Although the 1o -year treasury yield of the United States (US) recorded an increase, it is seen as still failing to drive the king of the currency back strong.
That has been prompted by a Reuters report showing a majority of economists are of the opinion that the Federal Reserve (Fed) will delay policy tightening until 2023.
This aspect indirectly gives a hint that refutes the Fed's previous claim that it wants to implement a reduction in bond purchases (tapering) as early as November.
If you look at the price chart of the EUR/USD pair, the price movement has finally managed to break the resistance level of 1.16000 successfully and reached the latest 2 -week high.
The price is also seen to have produced a jump of over 90 pips so far this week's trading before a slight decline in the New York session yesterday (Tuesday) which is likely to make HL (higher low).
The price movement continued to record gains in the Asian session today (Tuesday) and remained traded above the Moving Average 50 (MA50) barrier level at the 1 -hour timeframe for a clearer bullish signal.
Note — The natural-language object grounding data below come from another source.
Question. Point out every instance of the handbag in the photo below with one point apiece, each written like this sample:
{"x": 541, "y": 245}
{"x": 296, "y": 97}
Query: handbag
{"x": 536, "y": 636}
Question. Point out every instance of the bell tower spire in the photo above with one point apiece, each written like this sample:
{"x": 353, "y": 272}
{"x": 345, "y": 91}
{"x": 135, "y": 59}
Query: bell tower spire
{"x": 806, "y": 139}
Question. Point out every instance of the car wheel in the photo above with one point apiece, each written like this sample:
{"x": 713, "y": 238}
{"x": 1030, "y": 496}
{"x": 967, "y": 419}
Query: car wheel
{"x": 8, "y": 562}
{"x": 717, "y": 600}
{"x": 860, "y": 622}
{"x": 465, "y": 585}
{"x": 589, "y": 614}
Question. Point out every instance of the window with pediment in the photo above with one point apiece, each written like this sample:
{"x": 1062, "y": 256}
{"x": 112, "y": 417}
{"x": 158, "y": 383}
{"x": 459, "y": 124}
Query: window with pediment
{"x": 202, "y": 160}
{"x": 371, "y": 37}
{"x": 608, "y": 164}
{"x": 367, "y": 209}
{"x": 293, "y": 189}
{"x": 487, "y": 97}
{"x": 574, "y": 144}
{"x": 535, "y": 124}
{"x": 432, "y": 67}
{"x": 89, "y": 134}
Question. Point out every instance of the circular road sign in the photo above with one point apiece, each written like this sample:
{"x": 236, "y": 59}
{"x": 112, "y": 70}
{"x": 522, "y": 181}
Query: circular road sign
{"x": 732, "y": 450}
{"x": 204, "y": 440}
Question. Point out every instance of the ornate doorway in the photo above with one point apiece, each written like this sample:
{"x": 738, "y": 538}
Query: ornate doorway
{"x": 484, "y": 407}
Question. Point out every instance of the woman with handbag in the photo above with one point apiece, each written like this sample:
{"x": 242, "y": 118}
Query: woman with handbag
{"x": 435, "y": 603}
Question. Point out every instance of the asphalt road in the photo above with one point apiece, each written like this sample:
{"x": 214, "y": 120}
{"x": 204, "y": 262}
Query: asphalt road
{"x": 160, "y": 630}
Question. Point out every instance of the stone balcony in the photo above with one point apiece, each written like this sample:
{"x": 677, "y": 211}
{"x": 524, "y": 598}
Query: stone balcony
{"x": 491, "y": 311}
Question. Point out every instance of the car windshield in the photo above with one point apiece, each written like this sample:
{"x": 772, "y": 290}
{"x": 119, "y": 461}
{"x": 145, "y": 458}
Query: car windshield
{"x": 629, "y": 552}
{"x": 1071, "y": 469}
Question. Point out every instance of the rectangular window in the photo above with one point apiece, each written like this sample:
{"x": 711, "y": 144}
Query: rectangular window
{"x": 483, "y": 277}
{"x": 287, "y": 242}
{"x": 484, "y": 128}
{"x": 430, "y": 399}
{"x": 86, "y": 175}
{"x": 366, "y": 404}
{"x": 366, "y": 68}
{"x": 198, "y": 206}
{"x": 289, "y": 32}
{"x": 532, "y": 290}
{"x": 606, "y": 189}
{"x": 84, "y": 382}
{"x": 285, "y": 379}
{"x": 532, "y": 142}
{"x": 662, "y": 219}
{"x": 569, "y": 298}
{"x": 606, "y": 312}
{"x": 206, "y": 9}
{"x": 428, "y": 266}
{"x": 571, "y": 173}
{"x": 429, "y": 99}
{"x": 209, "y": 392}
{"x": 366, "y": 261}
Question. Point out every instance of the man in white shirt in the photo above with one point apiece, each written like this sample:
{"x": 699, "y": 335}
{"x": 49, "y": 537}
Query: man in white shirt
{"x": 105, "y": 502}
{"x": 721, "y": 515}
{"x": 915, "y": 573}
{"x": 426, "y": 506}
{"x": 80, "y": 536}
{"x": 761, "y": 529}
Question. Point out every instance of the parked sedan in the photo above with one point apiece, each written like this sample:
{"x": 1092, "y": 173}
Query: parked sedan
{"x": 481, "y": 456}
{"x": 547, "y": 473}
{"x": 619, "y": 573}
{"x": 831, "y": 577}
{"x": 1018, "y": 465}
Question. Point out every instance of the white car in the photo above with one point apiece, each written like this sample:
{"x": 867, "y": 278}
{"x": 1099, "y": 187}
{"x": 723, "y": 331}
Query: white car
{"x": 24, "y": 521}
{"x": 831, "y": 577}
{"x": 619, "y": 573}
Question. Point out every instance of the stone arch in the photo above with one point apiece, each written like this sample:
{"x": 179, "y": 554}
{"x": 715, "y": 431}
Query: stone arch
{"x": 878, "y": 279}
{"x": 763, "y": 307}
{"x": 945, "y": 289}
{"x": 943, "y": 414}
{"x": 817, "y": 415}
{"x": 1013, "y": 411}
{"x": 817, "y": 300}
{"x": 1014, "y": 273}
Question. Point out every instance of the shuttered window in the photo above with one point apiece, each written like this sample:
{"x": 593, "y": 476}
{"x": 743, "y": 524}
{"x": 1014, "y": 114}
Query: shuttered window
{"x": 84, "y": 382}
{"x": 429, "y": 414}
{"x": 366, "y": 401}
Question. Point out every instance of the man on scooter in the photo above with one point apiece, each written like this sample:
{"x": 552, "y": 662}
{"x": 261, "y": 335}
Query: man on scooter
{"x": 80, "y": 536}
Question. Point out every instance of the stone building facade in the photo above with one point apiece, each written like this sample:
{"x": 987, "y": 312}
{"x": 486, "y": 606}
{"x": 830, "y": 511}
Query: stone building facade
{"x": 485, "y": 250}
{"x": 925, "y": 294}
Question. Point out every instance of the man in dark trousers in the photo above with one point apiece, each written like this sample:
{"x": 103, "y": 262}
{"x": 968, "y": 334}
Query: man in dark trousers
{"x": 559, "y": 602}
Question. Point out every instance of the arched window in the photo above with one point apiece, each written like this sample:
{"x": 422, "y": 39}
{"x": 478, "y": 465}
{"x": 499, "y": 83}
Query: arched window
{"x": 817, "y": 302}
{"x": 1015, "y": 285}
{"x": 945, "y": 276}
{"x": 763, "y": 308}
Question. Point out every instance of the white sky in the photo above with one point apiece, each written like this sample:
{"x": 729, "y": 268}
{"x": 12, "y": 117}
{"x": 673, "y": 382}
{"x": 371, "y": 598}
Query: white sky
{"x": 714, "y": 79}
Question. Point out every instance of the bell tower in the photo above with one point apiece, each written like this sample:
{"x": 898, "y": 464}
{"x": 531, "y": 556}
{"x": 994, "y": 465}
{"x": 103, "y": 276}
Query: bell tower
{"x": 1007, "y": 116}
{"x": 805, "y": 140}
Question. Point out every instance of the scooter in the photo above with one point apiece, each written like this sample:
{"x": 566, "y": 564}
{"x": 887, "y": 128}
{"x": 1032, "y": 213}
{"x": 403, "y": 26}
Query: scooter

The next rise is expected to return to the SBR (support become resistance) zone of 1.17000 after the price showed a plunge below that level at the end of September trading.
The probability of a more aggressive movement to maintain the uptrend pattern will see the price on the EUR/USD chart to climb into the resistance zone that investors are focusing on to test at 1.18000.
But if the USD gives a surprise to strengthen again, it is very likely to see the price movement again test the resistance level of 1.16000 which was hard to break before.
The support zone of 1.15300-1.15000 still remains the focus level to be reached should the price continue to record lower declines.